Nas redes sociais, foi lançado um movimento com a pergunta "Onde está Peng Shuai" (#WhereIsPengShuai), após as supostas acusações feitas pela tenista chinesa. Jogadores influentes como Naomi Osaka, Serena Williams e Novak Djokovic, além de personalidades de outros desportos, incluindo a futebolista internacional portuguesa Jéssica Silva, têm partilhado a sua preocupação com a segurança de Peng Shuai.

A história que Peng Shuai contou e foi silenciada


Segundo as capturas de ecrã que ainda sobrevivem da publicação no Weibo, a relação entre Peng Shuai e Zhang Gaoli começou há mais de 10 anos, quando o político era o líder do Partido Comunista da China (PCC) de Tianjin, e terminou quando ele foi promovido ao Comité Permanente do Politburo Central do PCC, em Pequim, a capital daquele país.

Um dia, há cerca de três anos, segundo o "post", quando Zhang Gaoli, hoje de 75 anos, já se tinha reformado, Peng Shuai terá sido subitamente convidada para jogar ténis com ele em Pequim. Depois disso, Zhang e a mulher, Kang Jie, convidaram Peng para casa deles. Aí, a tenista alega que foi pressionada para ter relações com Zhang.

"Naquela tarde, primeiro, não concordei e não parava de chorar", escreveu Peng. Depois de jantar com Zhang e a mulher, e depois de grande insistência do político, a tenista cedeu: "Estava em pânico e assustada e concordei fazê-lo com os meus sentimentos por ti de há sete anos."

Peng Shuai alegou, também, na mesma publicação, entretanto apagada, que a mulher de Zhang ficara de guarda à porta durante o incidente.

"Porque tiveste de voltar para mim, levar-me para tua casa para me forçares a fazer sexo contigo?
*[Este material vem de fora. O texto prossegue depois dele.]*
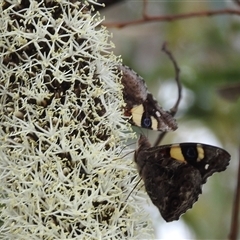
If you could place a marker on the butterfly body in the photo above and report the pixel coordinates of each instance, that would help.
(173, 174)
(141, 107)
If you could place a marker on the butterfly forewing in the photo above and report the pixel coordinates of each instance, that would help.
(174, 174)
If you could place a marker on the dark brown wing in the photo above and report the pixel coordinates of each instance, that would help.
(141, 107)
(173, 174)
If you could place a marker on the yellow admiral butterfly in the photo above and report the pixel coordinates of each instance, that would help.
(141, 107)
(174, 174)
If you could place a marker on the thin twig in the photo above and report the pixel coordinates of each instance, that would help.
(174, 109)
(235, 214)
(169, 18)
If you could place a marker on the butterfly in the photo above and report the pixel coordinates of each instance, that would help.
(141, 107)
(174, 174)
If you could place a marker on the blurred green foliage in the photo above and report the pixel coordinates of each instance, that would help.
(207, 50)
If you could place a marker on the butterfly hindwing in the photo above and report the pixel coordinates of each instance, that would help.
(141, 107)
(173, 174)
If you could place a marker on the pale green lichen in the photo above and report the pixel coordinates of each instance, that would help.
(62, 128)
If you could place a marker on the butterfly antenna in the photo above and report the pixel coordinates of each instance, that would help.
(174, 109)
(133, 189)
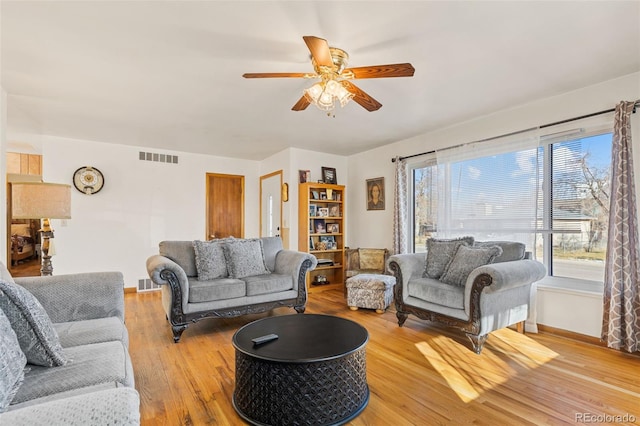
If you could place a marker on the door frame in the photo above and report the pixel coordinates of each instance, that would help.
(208, 177)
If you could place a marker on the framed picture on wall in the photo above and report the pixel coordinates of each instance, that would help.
(304, 175)
(375, 194)
(329, 175)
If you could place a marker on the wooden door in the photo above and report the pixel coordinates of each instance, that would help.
(225, 206)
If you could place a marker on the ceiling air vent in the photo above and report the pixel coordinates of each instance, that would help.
(158, 158)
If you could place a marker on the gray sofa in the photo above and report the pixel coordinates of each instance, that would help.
(486, 297)
(64, 351)
(228, 278)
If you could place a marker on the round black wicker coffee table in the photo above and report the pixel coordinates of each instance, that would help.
(313, 374)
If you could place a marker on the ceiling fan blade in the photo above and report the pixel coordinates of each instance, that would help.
(361, 97)
(319, 50)
(277, 74)
(380, 71)
(301, 105)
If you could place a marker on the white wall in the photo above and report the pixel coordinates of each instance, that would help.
(141, 204)
(374, 228)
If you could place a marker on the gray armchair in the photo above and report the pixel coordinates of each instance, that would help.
(493, 296)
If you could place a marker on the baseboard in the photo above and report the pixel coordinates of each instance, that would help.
(571, 335)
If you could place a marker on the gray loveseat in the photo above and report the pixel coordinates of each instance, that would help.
(475, 297)
(64, 351)
(228, 278)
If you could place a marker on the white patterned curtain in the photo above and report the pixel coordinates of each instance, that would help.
(621, 313)
(400, 208)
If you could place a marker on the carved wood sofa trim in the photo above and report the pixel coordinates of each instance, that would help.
(471, 327)
(180, 321)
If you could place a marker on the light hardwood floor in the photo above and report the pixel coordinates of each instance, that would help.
(419, 374)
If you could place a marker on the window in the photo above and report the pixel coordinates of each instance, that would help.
(552, 195)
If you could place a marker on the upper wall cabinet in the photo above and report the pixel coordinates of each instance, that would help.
(24, 164)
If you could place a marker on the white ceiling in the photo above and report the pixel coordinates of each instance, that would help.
(168, 75)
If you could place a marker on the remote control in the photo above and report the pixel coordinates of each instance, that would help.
(264, 339)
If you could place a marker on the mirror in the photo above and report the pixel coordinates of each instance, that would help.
(271, 204)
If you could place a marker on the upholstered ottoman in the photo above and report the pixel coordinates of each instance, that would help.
(371, 291)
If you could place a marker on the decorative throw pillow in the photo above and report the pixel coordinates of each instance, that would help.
(466, 260)
(210, 260)
(12, 362)
(440, 252)
(38, 339)
(245, 258)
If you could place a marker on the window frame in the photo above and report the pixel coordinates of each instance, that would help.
(546, 142)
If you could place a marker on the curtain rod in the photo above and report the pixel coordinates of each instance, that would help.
(637, 103)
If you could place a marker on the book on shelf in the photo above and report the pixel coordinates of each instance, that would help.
(325, 262)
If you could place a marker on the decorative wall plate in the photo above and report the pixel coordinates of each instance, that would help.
(88, 180)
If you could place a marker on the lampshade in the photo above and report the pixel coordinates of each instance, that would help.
(37, 200)
(325, 93)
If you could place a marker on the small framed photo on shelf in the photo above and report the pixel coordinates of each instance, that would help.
(304, 175)
(329, 175)
(330, 241)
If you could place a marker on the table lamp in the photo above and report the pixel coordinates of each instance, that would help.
(40, 200)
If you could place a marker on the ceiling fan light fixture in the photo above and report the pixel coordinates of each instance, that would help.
(325, 94)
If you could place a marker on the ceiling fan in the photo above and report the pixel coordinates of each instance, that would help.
(335, 86)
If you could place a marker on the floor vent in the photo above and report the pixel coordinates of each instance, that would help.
(147, 285)
(158, 158)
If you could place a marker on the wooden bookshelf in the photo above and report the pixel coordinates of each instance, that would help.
(321, 215)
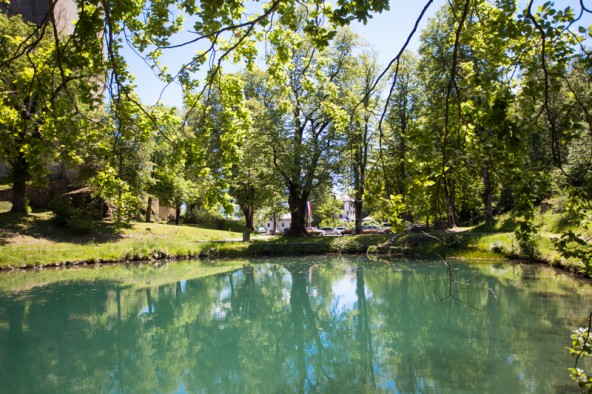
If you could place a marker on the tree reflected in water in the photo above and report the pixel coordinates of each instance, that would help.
(314, 325)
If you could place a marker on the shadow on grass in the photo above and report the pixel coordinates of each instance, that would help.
(41, 225)
(495, 226)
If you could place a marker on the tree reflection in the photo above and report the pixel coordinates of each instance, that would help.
(279, 328)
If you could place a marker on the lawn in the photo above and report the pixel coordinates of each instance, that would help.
(35, 240)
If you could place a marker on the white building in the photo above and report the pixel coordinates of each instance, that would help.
(282, 224)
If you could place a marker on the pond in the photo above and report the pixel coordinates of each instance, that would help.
(314, 324)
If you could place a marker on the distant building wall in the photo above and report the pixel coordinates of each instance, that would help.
(36, 11)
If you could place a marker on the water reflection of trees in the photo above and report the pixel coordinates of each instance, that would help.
(270, 328)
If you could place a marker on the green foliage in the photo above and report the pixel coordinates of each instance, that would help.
(581, 349)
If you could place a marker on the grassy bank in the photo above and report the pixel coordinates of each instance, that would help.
(35, 241)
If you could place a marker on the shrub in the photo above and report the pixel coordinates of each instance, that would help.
(498, 247)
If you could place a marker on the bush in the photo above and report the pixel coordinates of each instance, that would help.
(79, 220)
(498, 247)
(212, 220)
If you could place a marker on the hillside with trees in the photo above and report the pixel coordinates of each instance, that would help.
(491, 116)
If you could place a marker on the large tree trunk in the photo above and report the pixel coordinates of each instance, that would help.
(149, 210)
(20, 176)
(449, 194)
(487, 194)
(178, 214)
(358, 205)
(297, 202)
(249, 212)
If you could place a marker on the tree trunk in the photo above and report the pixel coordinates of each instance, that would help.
(249, 212)
(450, 204)
(20, 176)
(297, 202)
(149, 210)
(178, 214)
(487, 194)
(358, 205)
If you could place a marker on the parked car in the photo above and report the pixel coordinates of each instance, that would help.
(372, 229)
(315, 231)
(347, 231)
(330, 231)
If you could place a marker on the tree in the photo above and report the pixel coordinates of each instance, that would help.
(49, 88)
(361, 127)
(308, 89)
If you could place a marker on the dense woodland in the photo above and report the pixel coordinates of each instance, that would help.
(492, 114)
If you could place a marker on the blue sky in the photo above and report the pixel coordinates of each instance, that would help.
(386, 33)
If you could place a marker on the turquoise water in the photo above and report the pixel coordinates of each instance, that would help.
(322, 324)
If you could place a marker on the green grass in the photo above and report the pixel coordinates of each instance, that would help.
(27, 241)
(34, 240)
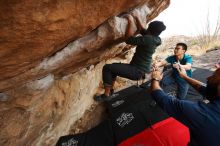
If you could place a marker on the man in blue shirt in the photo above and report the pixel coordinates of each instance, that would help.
(202, 119)
(178, 59)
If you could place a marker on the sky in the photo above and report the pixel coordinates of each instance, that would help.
(189, 17)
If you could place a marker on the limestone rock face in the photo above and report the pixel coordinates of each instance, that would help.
(51, 57)
(34, 30)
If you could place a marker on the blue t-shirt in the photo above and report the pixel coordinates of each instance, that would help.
(203, 120)
(186, 59)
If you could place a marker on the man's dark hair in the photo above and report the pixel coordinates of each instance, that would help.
(156, 27)
(183, 45)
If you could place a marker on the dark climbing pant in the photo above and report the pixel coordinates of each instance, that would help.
(111, 71)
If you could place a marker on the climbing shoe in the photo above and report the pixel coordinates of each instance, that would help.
(101, 98)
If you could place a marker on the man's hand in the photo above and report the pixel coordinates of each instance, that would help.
(157, 75)
(130, 26)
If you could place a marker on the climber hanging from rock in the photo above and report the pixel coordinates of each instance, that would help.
(140, 65)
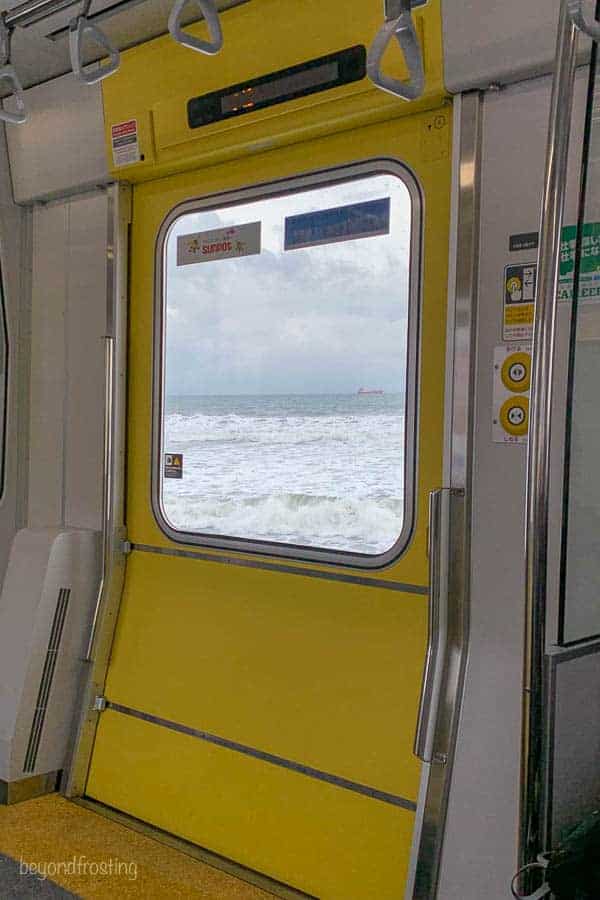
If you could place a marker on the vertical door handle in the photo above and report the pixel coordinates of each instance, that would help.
(439, 526)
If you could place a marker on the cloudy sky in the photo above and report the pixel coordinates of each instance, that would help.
(326, 319)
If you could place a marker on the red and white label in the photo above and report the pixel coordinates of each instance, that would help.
(224, 243)
(125, 143)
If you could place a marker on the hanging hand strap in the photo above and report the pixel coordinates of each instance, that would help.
(9, 74)
(211, 17)
(543, 891)
(79, 29)
(402, 28)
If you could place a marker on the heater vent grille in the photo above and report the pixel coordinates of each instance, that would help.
(41, 706)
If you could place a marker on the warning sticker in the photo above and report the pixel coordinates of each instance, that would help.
(173, 465)
(589, 274)
(125, 143)
(519, 296)
(224, 243)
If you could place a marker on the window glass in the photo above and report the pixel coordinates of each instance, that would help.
(284, 382)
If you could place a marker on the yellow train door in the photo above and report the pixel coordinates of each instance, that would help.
(263, 688)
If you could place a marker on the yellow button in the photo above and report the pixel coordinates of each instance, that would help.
(514, 416)
(516, 372)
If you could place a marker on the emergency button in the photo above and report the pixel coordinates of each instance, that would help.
(514, 416)
(516, 372)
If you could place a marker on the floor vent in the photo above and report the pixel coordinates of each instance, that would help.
(56, 632)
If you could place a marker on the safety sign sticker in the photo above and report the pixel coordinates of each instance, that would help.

Não tenho provas. É simplesmente impossível ter provas. (...) Não consigo descrever quão enojada estava e quantas vezes me questionei: 'Ainda sou humana?' Sinto-me um cadáver ambulante. Todos os dias fingia. Quem é o meu 'eu' verdadeiro?", lê-se.

Peng escreveu, ainda, que entrou, então, numa relação extraconjugal com Zhang, mas que sofreu "demasiada injustiça e insultos". Admitiu, também, que não tem provas que fundamentem as suas acusações contra Zhang, que sempre receou que ela gravasse o que quer que fosse.

O "post" de Peng Shuai, de 1.600 palavras, foi eliminado em menos de 30 minutos e muitos dos "screenshots" que circularam desde então, assim como vários "post" de especulação, foram também censurados. A conta oficial da tenista mantém-se ativa, mas está bloqueada a pesquisas.

Peng Shuai, de 35 anos, já foi líder do "ranking" feminino de pares. Venceu 23 títulos de pares femininos, entre os quais dois Majors: uma vez em Wimbledon, em 2013, e outra em Roland Garros, em 2014.